Each front seat has its own memory unit. They are located under the seats. Depending on the age of your car they may take one of several forms. These pictures show the controllers found in the mid-1990s.
To get at them, you remove the lower cushion, unscrew the memory unit, and withdraw it to the front. It comes out dragging a large tangle of wire as you can see. The controller is the box on the floor, just to the right of the Fluke test meter. I've removed the cover in that photo.
Looking at the cover you see these memory units are something of a homemade affair. The label is something I could have made up on my own printer! Looking inside you can see the single battery. In this car, the battery is not corroded badly but in older cars it will leak and the acid eats away the circuit board, leading to failures.
In the photo above I point out the battery that we are about to change. The new one will look different, but as long as we match the voltage and technology (don't mix ni-cad and lithium ion) we will be all set. This particular battery is 3.6 volts. The original one has a 100MA rating; we will fit a slightly bigger one because that's what they sell today.

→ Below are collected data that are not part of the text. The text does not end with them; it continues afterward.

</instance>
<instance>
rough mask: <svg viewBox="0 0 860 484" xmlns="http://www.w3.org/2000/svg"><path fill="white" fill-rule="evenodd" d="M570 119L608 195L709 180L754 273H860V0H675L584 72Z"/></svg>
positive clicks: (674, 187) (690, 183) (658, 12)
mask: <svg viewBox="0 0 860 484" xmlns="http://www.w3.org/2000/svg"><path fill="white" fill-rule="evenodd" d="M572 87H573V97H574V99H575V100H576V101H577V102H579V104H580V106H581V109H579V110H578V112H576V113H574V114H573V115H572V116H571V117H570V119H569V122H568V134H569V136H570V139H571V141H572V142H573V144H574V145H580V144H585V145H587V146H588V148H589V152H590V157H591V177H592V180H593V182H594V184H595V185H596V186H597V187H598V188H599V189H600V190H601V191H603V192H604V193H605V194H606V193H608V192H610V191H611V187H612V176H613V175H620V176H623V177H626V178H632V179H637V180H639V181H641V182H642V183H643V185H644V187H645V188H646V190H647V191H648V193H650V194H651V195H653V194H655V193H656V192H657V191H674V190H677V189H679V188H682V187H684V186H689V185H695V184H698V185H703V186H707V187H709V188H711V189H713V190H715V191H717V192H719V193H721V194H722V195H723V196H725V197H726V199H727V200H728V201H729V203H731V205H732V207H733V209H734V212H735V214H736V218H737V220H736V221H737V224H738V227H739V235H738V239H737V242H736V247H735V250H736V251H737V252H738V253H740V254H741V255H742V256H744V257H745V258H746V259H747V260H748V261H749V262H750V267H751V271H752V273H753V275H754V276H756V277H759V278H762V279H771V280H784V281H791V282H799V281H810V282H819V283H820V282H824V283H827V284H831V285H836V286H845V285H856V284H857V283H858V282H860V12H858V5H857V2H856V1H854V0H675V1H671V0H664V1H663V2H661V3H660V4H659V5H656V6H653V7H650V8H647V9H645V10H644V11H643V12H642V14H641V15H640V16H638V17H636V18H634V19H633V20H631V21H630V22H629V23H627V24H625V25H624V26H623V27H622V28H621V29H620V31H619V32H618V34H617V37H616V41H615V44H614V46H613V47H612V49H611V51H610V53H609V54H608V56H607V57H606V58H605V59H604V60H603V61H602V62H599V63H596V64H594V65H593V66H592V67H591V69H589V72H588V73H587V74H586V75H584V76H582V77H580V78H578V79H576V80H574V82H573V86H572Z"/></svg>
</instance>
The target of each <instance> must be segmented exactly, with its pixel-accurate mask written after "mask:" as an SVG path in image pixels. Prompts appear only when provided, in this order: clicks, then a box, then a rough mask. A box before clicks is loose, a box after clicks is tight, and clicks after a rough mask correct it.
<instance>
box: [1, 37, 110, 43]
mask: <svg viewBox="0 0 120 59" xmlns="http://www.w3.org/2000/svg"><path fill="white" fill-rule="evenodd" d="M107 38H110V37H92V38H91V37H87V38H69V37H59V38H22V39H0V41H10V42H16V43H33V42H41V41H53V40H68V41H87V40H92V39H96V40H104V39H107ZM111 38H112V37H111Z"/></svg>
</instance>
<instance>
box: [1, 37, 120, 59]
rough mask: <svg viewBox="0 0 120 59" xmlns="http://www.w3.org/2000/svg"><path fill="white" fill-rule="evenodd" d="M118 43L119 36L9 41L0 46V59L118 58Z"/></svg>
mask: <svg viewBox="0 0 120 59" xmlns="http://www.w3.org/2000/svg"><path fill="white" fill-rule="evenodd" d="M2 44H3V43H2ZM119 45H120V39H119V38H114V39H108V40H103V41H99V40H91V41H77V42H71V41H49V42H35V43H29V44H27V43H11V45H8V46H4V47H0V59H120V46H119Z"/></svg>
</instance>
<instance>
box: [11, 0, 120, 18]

These seat memory units cost $2,500 when they were available, and there are none left. Consequently, we have a lot of incentive to preserve the ones we have. Changing the batteries before they leak is the best way for you to do that.
We unsolder the battery from the board and remove it.
Then we fit a new battery. This one is a 3.6 volt battery for a pet collar. I found it at Radio Shack. It’s a perfect functional replacement for $20. It’s a snap to solder in place but you should note that the original battery had two positive wires and I had to add a jumper to replace that missing second positive lead.
The photo below shows the jumper I had to add
If you are like me you test it before assembly. This one worked. If it does not work you should look carefully for corrosion damage or installation errors. Beyond that, you will have to hunt up and electronic technician and further repair is a hit or miss proposition. That’s why I urge you to change these batteries now – before they fail. Then it’s back together and off to the other side.